An Oxford University graduate who holds a master’s degree in philosophy, Schmitz, 28, of Bethesda, Md., is now the commanding officer of the 1st Platoon for the 2nd Battalion, 1st Marines Company E, stationed at Patrol Base Hernandez in Garmsir district in Helmand province.

For Schmitz, Wittgenstein exemplifies the warrior scholar.

“One of the reasons I brought [the book] out here was because he was an Austrian who fought in World War I, and he wrote that thesis while he was in combat,” he said. “So, he puts me to shame.”

Schmitz said he dropped out of high school at the beginning of his junior year at the age of 17, adding that he was essentially kicked out of a couple private schools along the way.

“The private ones, they just recommended that I not come back,” he said. “It was just general trouble-making. Nothing malicious. No police record or anything, but just always making trouble.”

Schmitz joined the Marines within a couple of weeks of dropping out. He eventually started attending community college at night, earned his general equivalency diploma, got into the Naval Academy Prep School and, ultimately, won admission to the Naval Academy, where he graduated second in his class.

During his senior year, he was offered a Rhodes Scholarship, which led him to Oxford for two years before he returned to the Marines and, eventually, to Afghanistan, where he has been for about two months.

Schmitz said his military plans were not a big topic of conversation among his Oxford classmates.

“We would be at pub nights in England, and you’d be talking about politics, religion or the world,” he said. “It wasn’t something that came up.”

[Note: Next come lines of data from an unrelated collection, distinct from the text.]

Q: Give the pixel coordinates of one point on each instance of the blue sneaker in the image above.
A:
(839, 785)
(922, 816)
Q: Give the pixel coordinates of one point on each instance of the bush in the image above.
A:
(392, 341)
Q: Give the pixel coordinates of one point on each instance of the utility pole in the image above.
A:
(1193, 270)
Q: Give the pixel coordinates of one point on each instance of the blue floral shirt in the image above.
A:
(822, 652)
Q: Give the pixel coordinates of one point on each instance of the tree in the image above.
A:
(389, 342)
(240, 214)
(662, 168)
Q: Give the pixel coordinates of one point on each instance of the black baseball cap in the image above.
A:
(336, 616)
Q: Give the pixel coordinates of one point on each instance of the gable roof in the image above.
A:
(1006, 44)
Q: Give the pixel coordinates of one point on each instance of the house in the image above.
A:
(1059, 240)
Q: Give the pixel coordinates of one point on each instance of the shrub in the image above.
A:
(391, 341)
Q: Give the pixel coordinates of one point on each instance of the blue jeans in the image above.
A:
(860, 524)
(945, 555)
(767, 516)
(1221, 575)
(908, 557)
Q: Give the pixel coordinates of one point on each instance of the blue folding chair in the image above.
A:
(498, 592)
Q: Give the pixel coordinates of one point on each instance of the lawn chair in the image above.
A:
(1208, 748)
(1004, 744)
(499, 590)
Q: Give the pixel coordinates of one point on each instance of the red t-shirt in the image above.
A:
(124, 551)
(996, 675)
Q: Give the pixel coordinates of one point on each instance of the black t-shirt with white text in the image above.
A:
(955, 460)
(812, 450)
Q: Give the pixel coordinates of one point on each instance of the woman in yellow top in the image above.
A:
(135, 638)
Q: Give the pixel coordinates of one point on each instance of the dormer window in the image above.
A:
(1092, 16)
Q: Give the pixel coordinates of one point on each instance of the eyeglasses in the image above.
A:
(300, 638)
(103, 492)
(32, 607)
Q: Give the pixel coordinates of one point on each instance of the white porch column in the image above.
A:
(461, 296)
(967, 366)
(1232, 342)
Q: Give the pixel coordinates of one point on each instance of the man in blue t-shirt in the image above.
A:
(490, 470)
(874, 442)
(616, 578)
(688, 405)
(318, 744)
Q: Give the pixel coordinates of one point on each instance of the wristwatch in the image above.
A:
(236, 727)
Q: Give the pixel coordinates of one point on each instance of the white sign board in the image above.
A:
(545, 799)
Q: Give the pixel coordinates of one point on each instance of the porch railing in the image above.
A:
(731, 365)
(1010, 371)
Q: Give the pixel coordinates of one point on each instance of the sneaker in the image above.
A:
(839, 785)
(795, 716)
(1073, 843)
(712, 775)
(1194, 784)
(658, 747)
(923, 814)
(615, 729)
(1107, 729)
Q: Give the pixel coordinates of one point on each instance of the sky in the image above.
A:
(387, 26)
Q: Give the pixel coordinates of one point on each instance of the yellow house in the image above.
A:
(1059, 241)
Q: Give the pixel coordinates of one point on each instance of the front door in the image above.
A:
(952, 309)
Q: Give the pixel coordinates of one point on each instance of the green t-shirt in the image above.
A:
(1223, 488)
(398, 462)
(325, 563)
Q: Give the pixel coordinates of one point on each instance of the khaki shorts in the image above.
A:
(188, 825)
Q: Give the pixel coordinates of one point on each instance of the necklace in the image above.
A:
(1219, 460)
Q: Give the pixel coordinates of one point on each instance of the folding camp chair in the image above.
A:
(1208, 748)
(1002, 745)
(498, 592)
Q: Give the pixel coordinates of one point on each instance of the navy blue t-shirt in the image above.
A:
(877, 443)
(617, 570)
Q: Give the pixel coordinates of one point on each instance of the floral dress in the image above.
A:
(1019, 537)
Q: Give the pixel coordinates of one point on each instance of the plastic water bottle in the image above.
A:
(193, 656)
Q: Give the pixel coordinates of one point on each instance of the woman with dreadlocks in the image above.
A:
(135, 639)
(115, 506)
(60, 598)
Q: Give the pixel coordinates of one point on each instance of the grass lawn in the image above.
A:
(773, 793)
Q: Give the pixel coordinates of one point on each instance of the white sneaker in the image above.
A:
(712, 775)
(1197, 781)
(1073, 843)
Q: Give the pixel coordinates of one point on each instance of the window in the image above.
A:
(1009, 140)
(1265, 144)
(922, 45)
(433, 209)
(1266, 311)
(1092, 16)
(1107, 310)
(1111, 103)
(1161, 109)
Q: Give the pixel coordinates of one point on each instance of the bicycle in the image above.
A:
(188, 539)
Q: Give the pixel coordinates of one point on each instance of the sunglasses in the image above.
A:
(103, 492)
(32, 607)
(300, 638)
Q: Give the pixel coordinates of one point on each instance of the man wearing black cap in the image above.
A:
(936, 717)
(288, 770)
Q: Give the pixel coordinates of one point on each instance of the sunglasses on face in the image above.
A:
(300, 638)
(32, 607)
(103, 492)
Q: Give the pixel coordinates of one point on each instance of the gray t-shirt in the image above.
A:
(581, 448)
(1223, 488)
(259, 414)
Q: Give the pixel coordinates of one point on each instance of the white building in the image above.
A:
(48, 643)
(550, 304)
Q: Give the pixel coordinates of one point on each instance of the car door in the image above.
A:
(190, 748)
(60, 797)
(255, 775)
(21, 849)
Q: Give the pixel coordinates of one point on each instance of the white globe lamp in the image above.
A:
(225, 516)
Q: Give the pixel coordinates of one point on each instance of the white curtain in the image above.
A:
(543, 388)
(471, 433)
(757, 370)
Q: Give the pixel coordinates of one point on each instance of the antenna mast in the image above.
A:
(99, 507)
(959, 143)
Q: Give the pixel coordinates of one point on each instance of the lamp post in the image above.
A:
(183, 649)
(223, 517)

Schmitz said he managed to keep his academic pedigree a secret from most of his fellow Marines for almost a year. But then, a couple of months before they were deployed, “One of them came up to me one day and said they Googled me and the secret got out.”

One of the Googlers, Sgt. Albert Tippett, 23, of Warrenton, Va., said Schmitz does not usually act like an intellectual, but sometimes he cannot help himself.

“Every once in awhile, he’ll say a word that myself and a few Marines are like, ‘Uh, what’s that, sir? Speak our level,’?” Tippett said. “And, then he’ll break it down for us.”

Said Schmitz: “The other officers joke around and call me ‘Oxford,’ usually when they’re making fun of me for saying something stupid.”

From day to day, his platoon might find itself engaging the enemy in firefights and clearing IEDs or building relationships with the local Afghans in an effort to win their support.

Looking ahead, Schmitz said he might like to teach at the Naval Academy.

“I have no idea how long I’ll be in the Marines,” he said. “I’m sure my wife’s not too happy about this [assignment]. But I say, ‘Just wait and see how this one goes and we’ll go from there.’?”

Schmitz’s wife, Berenika, said that when she met him at Oxford, “The Marine Corps was far from my reality, and I feel blessed that it is now a part of my life.

“I think Nicholas is one of those special kind of men who would succeed at anything he put his mind to, and the Marine Corps is where he is using his amazing talents, education and training,” she said.